Ballantyne Re, the special purpose vehicle (SPV) used by Scottish Annuity & Life to finance the excess reserving associated with certain blocks of business ceded by Scottish Re (US) that fall subject to the statutory reserve requirements of the US Regulation XXX regime, announced on February 20 that Ambac Assurance had not granted its consent to Ballantyne Re's request to seek removal of excess funds from the Reinsurance Trust Account (RTA).
Ballantyne Re said that, under the terms of the Amended & Restated (A&R) Reinsurance Agreement dated October 1 2008, "assets in the RTA in excess of 102% of the Required Balance ("excess funds") are available to be released to Ballantyne Re … subject to certain consents".
On February 2 this year Ballantyne Re consulted with Ambac about the release of excess funds from the RTA.
The release of excess funds would also be subject to the consent of Security Life of Denver Insurance Co, with such consent "not to be unreasonably withheld".
Ballantyne Re said that on February 9 Ambac had informed it that Ambac did not grant the consent.
Ballantyne Re was formed in 2004 as an Ireland-based SPV by Scottish Re to execute a reinsurance agreement with Scottish Re (US) to facilitate the funding of redundant statutory reserves. Scottish Re (US) ceded to Ballantyne Re on an indemnity basis relating to a defined block of level premium term policies written between 1996 and 2005 and reinsured with Scottish Re (US) on a co-insurance basis.
Ambac Assurance UK issued financial guarantee policies on the Class A-2 Series A notes and the Class A-3 notes.
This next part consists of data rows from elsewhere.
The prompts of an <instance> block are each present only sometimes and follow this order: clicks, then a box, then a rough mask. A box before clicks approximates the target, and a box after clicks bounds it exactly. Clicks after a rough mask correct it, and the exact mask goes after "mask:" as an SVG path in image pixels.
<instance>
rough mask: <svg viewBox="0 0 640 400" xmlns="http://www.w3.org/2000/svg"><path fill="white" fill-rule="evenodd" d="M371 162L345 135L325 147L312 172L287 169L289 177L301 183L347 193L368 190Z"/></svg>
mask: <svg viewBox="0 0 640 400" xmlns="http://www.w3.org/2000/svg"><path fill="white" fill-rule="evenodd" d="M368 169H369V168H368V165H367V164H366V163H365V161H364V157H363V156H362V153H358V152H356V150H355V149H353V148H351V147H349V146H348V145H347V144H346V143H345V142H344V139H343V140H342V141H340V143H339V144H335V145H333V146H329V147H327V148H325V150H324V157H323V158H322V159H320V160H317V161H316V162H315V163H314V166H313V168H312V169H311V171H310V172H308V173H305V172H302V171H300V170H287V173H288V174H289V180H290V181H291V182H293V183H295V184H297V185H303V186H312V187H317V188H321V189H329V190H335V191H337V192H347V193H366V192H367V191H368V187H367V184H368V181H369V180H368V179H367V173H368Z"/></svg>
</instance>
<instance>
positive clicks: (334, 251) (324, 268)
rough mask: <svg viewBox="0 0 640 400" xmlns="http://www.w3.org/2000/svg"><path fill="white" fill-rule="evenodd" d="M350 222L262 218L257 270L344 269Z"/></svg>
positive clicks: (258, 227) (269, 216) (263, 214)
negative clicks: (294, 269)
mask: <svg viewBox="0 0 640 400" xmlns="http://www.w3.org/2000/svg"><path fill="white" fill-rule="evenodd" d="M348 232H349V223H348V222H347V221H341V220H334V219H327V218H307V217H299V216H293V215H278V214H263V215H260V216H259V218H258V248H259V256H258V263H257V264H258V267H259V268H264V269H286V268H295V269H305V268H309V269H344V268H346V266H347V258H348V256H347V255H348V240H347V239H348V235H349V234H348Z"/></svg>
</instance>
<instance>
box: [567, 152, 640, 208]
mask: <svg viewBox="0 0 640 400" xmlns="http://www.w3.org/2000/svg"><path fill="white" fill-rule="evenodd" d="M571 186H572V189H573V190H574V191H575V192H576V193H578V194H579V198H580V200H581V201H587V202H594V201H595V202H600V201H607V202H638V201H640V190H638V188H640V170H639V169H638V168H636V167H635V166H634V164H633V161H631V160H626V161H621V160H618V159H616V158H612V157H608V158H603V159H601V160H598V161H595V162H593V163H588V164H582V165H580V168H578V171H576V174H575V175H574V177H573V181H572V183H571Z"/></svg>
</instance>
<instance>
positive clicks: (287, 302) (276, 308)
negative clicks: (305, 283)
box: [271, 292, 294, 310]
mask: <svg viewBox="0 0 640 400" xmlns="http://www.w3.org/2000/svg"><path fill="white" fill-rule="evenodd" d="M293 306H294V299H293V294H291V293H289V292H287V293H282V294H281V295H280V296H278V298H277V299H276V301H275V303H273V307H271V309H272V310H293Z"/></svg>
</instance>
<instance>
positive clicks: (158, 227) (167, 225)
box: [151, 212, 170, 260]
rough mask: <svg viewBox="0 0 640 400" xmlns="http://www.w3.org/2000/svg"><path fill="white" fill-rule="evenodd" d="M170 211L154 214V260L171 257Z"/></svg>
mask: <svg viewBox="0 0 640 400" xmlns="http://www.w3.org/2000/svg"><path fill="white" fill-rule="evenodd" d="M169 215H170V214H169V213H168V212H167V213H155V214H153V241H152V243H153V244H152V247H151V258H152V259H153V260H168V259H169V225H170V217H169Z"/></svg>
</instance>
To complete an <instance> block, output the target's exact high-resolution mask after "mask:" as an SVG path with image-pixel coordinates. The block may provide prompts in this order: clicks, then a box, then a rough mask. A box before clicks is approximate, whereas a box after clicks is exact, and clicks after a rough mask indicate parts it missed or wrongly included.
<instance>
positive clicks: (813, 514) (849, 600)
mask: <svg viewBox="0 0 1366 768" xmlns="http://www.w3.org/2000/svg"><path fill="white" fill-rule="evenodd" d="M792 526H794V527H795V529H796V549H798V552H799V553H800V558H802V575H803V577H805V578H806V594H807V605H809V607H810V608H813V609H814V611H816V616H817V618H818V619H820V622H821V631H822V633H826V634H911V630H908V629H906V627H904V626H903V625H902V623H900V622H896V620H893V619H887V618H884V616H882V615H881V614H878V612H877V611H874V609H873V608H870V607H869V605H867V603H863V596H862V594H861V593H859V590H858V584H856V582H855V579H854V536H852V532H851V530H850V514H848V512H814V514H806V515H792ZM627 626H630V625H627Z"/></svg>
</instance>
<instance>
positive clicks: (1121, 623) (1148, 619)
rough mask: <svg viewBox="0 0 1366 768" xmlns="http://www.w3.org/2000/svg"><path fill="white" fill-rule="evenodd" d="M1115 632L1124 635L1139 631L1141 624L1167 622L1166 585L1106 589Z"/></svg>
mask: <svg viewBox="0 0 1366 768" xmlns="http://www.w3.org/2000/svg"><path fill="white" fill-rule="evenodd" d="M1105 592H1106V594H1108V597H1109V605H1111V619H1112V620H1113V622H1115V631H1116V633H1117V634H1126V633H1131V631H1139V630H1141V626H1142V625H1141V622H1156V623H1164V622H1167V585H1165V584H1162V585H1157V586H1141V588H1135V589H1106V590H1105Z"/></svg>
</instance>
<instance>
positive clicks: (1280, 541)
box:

It guaranteed $900m of the notes issued by Ballantyne.
The collateralised mortgage bonds crisis of 2008 led Ballantyne Re to default on the class A-1 note, which was not guaranteed by Ambac. In January 2009 it sold on a block of its US individual life business to Hannover Re, having originally hoped to sell its entire North American segment. It conceded that it had "acute capital, liquidity and collateral needs".
By May 2009 Ambac had taken legal action against JP Morgan Investment, on allegations that the investment company had breached contracts through inappropriate investments in subprime and other mortgage-backed securities in its role as manager of Ballantyne Re's book of assets. Scottish Re went into run-off and Ballantyne Re entered deconsolidation.
That lawsuit was thrown out in March 2010.
By mid-2012 it became clear that investors in all of the tranches of Ballantyne Re were likely to end up losing money. After the sale of the ING business, its underlying block was the old Security Life of Denver Insurance Account. While the $2.1bn it raised was sound, the investments made with the money were not, hence the case against JP Morgan Asset Management.
By 2013 Fitch had withdrawn its ratings on the Class B-1 and B2 notes (only $50m of the $1.7bn initial issue), with a recovery estimate of 0%. The class A-1 notes had a recovery estimate of 40%.
Fitch noted that Ballantyne Re's liabilities exceeded the current book value of its assets "by a significant margin".